Il miele di castagno è troppo banale? Allora ecco spuntare quello di nespolo del Giappone, prodotto da una pianta coltivata esclusivamente in una piccola zona della Sicilia, vicino a Palermo. È un miele assai profumato e molto difficile da produrre poiché la pianta fiorisce in inverno, quando le api difficilmente bottinano. Dopo il pregiato tonno rosso del Mediterraneo (ormai in via d’estinzione) questo miele siculo è una delle prelibatezze alimentari italiane più ricercate dai ricchi giapponesi, tanto da opzionarne tutto il raccolto (circa 2.000 chili, ndr) ogni stagione.

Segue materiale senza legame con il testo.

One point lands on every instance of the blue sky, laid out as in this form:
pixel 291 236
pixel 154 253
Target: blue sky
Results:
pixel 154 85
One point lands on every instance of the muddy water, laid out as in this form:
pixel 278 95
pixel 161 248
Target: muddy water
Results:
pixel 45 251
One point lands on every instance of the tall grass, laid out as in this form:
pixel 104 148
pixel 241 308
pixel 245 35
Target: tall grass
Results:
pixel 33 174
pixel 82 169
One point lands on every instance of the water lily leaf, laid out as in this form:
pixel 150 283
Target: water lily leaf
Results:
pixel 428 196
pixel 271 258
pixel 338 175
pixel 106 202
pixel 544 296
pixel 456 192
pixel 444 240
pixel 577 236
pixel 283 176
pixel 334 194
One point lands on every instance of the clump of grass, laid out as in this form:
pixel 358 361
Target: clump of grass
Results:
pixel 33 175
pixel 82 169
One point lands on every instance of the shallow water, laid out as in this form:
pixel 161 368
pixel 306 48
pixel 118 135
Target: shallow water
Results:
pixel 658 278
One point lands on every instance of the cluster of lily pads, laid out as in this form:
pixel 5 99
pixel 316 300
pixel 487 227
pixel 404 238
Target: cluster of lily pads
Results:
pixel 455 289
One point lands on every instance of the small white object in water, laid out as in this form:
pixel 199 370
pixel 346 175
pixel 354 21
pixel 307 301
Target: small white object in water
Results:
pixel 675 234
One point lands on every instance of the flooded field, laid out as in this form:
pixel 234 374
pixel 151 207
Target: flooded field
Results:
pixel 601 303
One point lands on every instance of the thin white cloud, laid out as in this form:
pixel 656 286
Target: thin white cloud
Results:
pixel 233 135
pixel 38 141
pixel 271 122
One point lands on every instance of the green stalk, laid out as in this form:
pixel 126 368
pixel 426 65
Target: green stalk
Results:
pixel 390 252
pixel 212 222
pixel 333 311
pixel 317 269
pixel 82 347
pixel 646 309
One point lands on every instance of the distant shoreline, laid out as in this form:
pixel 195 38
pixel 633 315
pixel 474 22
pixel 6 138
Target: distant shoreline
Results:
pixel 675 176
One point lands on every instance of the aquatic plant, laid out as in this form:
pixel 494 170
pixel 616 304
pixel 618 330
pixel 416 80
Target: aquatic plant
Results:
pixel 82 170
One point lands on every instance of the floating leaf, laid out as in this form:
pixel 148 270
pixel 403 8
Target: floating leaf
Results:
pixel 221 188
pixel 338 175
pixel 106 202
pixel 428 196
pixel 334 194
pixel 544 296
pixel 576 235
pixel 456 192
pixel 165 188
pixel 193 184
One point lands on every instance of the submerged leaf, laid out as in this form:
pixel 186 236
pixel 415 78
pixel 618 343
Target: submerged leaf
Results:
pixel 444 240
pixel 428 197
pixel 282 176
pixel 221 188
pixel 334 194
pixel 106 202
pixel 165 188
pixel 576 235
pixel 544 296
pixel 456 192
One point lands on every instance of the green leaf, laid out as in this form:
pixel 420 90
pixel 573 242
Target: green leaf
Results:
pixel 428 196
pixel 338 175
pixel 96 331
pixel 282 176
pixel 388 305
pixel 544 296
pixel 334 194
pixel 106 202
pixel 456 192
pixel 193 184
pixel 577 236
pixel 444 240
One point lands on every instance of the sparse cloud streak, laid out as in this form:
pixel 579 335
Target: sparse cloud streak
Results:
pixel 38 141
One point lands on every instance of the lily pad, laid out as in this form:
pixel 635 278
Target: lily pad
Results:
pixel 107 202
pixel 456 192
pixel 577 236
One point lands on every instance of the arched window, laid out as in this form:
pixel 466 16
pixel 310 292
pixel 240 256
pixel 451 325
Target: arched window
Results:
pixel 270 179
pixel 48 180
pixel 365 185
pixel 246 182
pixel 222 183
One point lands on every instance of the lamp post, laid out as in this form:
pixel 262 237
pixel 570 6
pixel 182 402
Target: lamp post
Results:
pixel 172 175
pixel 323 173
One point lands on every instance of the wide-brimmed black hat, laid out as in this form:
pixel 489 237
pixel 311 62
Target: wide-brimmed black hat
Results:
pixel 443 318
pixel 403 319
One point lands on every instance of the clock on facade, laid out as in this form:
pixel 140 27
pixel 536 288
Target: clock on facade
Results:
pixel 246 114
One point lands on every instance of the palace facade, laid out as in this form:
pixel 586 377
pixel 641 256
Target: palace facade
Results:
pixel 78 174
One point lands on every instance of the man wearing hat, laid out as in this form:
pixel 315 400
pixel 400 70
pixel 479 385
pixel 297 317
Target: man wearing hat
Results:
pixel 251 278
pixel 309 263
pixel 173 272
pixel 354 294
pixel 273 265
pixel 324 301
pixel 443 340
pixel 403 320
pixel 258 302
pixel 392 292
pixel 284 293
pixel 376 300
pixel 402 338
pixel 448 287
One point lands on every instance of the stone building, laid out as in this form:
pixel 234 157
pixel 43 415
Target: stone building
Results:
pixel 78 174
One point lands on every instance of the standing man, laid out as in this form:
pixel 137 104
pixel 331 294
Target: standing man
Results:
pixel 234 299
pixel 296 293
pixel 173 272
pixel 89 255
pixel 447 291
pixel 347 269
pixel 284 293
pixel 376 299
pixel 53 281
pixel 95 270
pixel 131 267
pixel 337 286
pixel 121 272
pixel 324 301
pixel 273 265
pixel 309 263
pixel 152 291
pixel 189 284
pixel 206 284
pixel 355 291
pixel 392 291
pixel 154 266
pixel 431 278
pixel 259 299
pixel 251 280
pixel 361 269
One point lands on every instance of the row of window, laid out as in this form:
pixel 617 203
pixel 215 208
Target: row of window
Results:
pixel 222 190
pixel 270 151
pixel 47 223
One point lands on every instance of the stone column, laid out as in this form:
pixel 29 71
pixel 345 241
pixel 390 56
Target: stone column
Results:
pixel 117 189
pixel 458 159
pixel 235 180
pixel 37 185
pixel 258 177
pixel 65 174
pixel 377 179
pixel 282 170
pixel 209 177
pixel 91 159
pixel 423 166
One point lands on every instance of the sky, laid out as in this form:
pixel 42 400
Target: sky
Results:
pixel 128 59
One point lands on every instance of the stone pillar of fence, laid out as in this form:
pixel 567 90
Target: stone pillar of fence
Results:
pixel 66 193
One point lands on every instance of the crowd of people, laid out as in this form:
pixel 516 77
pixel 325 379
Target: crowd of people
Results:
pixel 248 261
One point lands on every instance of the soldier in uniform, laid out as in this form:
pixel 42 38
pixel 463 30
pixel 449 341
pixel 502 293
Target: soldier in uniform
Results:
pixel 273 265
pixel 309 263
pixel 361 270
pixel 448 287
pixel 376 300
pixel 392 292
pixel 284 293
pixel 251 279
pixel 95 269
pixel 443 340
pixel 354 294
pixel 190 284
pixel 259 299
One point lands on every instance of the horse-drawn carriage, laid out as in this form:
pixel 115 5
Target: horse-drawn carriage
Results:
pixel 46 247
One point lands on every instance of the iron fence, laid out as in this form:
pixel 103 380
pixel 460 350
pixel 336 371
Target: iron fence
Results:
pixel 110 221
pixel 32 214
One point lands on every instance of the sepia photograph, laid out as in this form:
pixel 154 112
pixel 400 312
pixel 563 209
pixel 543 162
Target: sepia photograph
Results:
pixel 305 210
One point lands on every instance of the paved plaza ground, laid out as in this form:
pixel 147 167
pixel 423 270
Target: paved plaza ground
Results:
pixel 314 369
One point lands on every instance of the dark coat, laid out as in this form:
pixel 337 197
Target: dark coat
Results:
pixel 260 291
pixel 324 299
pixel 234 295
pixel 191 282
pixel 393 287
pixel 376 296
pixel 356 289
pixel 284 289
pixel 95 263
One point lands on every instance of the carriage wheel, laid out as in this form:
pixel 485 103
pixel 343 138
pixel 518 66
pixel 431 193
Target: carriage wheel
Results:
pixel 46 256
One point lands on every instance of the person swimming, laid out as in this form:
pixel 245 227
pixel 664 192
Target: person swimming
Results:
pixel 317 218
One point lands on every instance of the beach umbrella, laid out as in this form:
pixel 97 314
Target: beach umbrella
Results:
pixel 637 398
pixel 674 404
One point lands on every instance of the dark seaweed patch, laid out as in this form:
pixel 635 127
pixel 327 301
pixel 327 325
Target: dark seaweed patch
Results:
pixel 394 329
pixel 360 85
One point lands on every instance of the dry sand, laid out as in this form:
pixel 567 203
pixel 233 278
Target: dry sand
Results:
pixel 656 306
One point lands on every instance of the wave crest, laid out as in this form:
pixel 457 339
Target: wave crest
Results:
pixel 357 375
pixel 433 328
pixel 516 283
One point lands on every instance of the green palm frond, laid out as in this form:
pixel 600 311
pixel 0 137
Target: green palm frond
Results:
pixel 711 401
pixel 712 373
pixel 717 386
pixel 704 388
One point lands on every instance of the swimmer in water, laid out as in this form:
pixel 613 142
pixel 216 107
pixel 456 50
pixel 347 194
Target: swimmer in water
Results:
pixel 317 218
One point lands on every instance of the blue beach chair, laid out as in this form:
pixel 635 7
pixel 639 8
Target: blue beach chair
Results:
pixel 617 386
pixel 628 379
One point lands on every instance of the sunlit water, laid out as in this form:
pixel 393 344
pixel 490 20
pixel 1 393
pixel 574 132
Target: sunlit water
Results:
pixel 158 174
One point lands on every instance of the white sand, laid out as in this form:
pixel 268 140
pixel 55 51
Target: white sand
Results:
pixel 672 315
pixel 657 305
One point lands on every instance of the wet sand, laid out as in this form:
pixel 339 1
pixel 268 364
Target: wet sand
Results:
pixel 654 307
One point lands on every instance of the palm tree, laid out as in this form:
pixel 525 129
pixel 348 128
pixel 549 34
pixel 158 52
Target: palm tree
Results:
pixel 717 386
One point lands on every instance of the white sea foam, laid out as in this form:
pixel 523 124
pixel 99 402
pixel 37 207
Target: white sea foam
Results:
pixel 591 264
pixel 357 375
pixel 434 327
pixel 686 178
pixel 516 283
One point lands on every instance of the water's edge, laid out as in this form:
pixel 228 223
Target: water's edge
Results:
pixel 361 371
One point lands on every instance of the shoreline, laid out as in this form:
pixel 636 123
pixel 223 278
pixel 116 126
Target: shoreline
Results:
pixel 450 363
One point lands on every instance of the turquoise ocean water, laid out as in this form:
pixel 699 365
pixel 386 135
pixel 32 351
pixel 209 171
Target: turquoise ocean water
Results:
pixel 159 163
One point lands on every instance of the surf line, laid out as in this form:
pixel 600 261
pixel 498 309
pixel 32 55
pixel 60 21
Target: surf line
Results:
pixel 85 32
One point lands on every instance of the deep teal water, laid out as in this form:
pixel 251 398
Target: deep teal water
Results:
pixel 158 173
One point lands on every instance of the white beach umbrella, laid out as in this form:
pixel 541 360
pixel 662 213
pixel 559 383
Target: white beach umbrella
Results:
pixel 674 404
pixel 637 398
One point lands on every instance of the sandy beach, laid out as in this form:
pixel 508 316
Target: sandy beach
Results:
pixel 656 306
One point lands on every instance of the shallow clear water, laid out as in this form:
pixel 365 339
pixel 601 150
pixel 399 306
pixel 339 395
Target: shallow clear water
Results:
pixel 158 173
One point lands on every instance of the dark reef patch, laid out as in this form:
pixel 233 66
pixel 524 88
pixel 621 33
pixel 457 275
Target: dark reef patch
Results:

Oppure esiste anche il rarissimo miele di spiaggia, prodotto in Versilia da una sola azienda situata nel Parco di Migliarino – San Rossore, e ottenuto da specie botaniche tipiche della macchia mediterranea: camuciolo, cisto, tamerice, elicriso, corbezzolo e pitosforo. Inconfondibile il suo sapore di macchia mediterranea!

Per continuare nell’universo dei mieli sconosciuti ai più, si può parlare anche del miele italiano di marruca, ottenuto solo in alcune buone annate in Toscana: si tratta di un arbusto con migliaia di spine, una pianta in via di estinzione, a causa delle colture intensive: di consistenza liquida e aspetto trasparente, con odore e sapore molto intensi, è conteso e iper-valutato negli abbienti mercati degli Emirati Arabi.

Infine il miele di barena: prodotto unicamente nella Laguna veneta, nelle “barene” appunto, cioè le terre emerse a ridosso e all’interno della laguna, che confinano con l’acqua salmastra. Il genere di fiore da cui deriva il miele è il Limonium, chiamato in dialetto “fiorella di barena”. Il continuo inquinamento di queste terre ne rende sempre più rara la coltivazione, e la conseguente produzione di miele. Anche questo deve far capire che la scelta di nutrirsi solo di miele biologico non è solamente un elitario e benefico vantaggio per le singole persone, ma anche un modo per perseverare la vita delle api e della profonda e multiforme bontà dei singoli mieli nel nostro pianeta. Più miele biologico per tutti.